NEW YORK (AdAge.com) -- Every agency talks about transformation these days, but, over the last decade, it's hard to find a shop that's morphed more dramatically than Preston Kelly.
In 2000, it was a largely business-to-business agency named Kerker that worked almost exclusively in traditional media. Today, Preston Kelly is a consumer-focused shop in northeast Minneapolis that's winning assignments from national clients.
"This is a 60-year-old agency, but, philosophically, we're closer to 10 years old," said Chuck Kelly, the agency's president, who today runs a 45-person shop that works for the likes of Roundy's Supermarkets, Grand Casino of Mille Lacs and Hinckley, HealthPartners and the National Marrow Donor Program.
Agency executives say Preston Kelly's success comes from focusing on "iconic ideas" first, and figuring out where those ideas ought to be deployed second.
And that was clear last year, when the agency's biggest idea was poop. Literally.
Client Minnesota Zoo asked the agency to come up with a print/TV campaign to boost attendance, no easy task when the summer's marquee exhibit -- African animals -- had already been through town once and the media budget was slashed by 20%.

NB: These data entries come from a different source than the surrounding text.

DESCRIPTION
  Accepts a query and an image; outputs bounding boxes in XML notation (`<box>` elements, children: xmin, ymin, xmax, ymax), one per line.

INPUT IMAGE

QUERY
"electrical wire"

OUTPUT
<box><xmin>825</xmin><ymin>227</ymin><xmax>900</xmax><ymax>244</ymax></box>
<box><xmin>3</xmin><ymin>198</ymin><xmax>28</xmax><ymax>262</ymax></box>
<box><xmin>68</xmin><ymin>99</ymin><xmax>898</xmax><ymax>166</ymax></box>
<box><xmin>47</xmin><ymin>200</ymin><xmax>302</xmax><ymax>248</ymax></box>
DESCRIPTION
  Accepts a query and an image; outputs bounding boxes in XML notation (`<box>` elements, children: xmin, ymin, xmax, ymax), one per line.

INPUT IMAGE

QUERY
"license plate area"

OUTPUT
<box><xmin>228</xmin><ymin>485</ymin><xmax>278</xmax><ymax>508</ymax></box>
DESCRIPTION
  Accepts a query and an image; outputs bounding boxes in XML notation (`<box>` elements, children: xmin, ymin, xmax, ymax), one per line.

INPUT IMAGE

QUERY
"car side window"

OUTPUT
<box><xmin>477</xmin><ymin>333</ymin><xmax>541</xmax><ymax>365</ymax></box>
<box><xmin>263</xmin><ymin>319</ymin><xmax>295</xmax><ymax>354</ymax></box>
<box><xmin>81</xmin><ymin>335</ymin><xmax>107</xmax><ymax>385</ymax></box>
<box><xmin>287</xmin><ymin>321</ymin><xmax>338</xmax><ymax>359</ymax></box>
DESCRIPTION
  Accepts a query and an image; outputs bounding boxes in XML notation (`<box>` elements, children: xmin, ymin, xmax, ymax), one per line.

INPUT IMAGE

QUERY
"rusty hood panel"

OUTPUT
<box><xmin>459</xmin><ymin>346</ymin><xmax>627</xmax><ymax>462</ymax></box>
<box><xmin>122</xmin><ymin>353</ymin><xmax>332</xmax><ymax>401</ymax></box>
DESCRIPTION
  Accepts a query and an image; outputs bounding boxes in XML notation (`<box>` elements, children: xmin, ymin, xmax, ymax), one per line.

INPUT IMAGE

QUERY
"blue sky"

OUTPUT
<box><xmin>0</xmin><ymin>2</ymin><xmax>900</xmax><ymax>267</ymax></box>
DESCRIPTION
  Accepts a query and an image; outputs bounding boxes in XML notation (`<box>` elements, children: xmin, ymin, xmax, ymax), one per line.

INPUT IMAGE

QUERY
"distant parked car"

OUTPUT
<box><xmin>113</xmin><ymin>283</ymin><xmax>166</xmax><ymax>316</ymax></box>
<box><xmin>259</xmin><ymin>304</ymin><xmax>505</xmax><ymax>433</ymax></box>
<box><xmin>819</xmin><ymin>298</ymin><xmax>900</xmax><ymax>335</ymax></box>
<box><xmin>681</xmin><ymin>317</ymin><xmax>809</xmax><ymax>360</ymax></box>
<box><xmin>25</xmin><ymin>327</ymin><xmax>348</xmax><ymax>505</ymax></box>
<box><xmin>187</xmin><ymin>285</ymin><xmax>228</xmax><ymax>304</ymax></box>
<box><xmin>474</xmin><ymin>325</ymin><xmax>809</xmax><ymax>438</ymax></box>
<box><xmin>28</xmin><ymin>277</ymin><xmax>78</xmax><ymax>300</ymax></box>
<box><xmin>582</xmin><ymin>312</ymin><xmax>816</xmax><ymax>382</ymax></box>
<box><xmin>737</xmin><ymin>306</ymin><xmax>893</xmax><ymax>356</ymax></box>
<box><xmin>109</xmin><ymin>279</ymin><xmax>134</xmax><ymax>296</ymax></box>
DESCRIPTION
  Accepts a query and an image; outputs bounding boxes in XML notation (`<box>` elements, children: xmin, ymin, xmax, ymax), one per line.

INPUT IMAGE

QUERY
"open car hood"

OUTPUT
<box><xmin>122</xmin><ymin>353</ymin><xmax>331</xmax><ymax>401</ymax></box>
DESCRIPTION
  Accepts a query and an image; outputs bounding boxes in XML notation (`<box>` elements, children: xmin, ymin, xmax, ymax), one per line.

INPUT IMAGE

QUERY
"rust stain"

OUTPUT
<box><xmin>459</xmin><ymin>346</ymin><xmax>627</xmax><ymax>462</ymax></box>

So the agency came up with an idea for an interactive, online game focused on identifying different kinds of animal droppings on a microsite (whopooped.org). The game walked kids through the educational aspects of how animals digest different foods and let kids say "poop" a lot.
"It was an opportunity to tell the story in a way that would hold kids' interest, but that moms would be OK with," recalled Creative Director Chris Preston.
The site -- combined with a print campaign -- spurred tons of earned media, getting featured on countless blogs and publications, and even on national cable (MSNBC's Rachel Maddow devoted part of a show to it), and, as a result, attendance during the exhibit's run topped goals by 18%, while membership sales exceeded targets by 8%.
"Something that dumb and simple helped them achieve a bigger goal of being a nationally recognized zoo," Mr. Preston said.
It wasn't an isolated case: To help the YMCA boost membership and fight obesity, the agency built a campaign around the idea of donating fat pants. And it created an action-oriented consumer brand for the National Marrow Donor Program -- "Be the Match" -- that doubled website traffic and increased membership by 2 million.
The agency's principals attribute those successes to a collaborative culture that welcomes ideas from all corners.
"Everybody's opinion matters here," he said. "Advertising is not a spectator sport. You have to play.